The going concern statement is reassuring, up to a point. Directors say the group expects to remain cash positive through the going concern period to June 2027 without further fundraising, even under a downside case excluding unsigned pipeline contracts. But they also state plainly that additional funding would be required to fund expansion of the business.
That is the honest answer investors need. No immediate balance sheet panic, but future growth may still need more capital.
Post-period contract news gives the story more credibility
Since year end, Invinity says it has been selected to design an up to 1.5 GWh vanadium flow battery system for FlexBase Group in Switzerland. That is described as the world’s largest flow battery project to date, and the engineering design phase is underway.
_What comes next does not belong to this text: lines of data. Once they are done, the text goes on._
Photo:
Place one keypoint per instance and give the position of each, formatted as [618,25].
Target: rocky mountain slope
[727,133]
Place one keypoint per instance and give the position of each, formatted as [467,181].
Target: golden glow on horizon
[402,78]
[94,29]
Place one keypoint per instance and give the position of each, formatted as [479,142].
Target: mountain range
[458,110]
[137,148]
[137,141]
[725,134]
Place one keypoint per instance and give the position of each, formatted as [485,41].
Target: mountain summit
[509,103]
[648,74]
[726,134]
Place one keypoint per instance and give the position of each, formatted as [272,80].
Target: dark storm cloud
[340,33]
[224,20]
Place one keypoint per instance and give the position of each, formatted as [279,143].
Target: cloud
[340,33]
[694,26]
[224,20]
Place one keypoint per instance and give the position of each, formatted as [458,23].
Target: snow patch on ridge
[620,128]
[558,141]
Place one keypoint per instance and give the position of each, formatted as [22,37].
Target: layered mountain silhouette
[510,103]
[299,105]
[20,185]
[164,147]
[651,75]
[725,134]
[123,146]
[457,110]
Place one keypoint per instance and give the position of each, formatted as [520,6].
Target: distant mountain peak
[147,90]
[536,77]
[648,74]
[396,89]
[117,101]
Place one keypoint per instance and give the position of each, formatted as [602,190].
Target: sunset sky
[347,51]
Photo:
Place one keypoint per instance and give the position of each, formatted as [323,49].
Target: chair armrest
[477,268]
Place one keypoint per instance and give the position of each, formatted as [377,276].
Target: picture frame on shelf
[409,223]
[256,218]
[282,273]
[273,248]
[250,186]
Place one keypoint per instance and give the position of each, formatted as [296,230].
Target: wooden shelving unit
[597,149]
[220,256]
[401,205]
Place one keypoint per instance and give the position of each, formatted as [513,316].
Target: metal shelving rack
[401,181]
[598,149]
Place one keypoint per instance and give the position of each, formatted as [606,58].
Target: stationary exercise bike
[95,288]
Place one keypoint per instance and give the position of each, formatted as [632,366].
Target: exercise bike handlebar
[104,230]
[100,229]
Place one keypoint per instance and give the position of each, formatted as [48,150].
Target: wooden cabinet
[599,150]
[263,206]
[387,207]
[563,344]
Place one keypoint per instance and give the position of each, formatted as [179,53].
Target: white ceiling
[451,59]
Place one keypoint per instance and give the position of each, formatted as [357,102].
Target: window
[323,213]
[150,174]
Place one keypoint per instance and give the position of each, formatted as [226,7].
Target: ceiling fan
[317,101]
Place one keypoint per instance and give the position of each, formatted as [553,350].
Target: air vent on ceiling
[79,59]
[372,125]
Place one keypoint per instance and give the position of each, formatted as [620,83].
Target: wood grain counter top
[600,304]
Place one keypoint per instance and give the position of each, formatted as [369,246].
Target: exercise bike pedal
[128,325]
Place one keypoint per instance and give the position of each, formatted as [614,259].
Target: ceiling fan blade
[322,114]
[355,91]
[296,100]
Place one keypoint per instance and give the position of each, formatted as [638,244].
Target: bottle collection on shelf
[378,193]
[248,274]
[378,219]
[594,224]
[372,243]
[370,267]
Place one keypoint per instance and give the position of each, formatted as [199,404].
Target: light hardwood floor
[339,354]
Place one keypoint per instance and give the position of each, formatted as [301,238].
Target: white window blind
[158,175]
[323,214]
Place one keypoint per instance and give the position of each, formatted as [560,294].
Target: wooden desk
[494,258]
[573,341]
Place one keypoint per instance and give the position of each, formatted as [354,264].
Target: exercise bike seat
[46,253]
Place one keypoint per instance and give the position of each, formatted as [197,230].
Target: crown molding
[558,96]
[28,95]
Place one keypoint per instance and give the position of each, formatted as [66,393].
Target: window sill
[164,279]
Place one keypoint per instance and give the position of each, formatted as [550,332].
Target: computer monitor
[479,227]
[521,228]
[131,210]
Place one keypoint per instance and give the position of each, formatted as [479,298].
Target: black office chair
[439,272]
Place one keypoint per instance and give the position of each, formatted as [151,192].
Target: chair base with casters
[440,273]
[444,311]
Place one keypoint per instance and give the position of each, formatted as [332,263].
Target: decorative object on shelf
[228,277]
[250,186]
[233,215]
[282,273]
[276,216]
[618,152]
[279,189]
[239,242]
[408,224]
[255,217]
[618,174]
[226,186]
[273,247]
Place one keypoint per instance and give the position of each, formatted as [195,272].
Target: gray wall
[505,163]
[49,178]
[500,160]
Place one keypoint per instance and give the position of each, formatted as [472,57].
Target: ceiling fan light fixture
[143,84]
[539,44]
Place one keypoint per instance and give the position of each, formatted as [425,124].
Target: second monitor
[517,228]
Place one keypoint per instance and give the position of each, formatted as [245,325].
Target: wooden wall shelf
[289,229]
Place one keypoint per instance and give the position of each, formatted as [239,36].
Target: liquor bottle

On top of that, deliveries to the Copwood VFB Energy Hub were completed in May 2026, and the company announced a 2 MWh sale to a commercial and industrial project in Wisconsin.
These are important because they support the idea that 2025 was not a one-off spike. The commercial pipeline appears to be moving into larger and more visible opportunities.
What this means for retail investors in Invinity shares
This was a good operational update. Sales are up sharply, shipments are up sharply, gross margins are improving, costs are coming down, and the company has started to land bigger strategic opportunities.
The less cheerful side is that Invinity is still far from self-funding. Losses remain heavy, grant income boosted the headline, and scaling manufacturing will need disciplined execution and possibly more capital later on.
So my verdict is broadly positive, with the usual caveat attached to early-stage industrial tech. Invinity looks more credible today than it did a year ago. The next step is proving that strong order momentum can turn into repeat revenue, better margins and eventually cashflow break-even.
That is what really matters now. Not whether growth has arrived – it clearly has – but whether the business can convert that growth into a durable, investable model.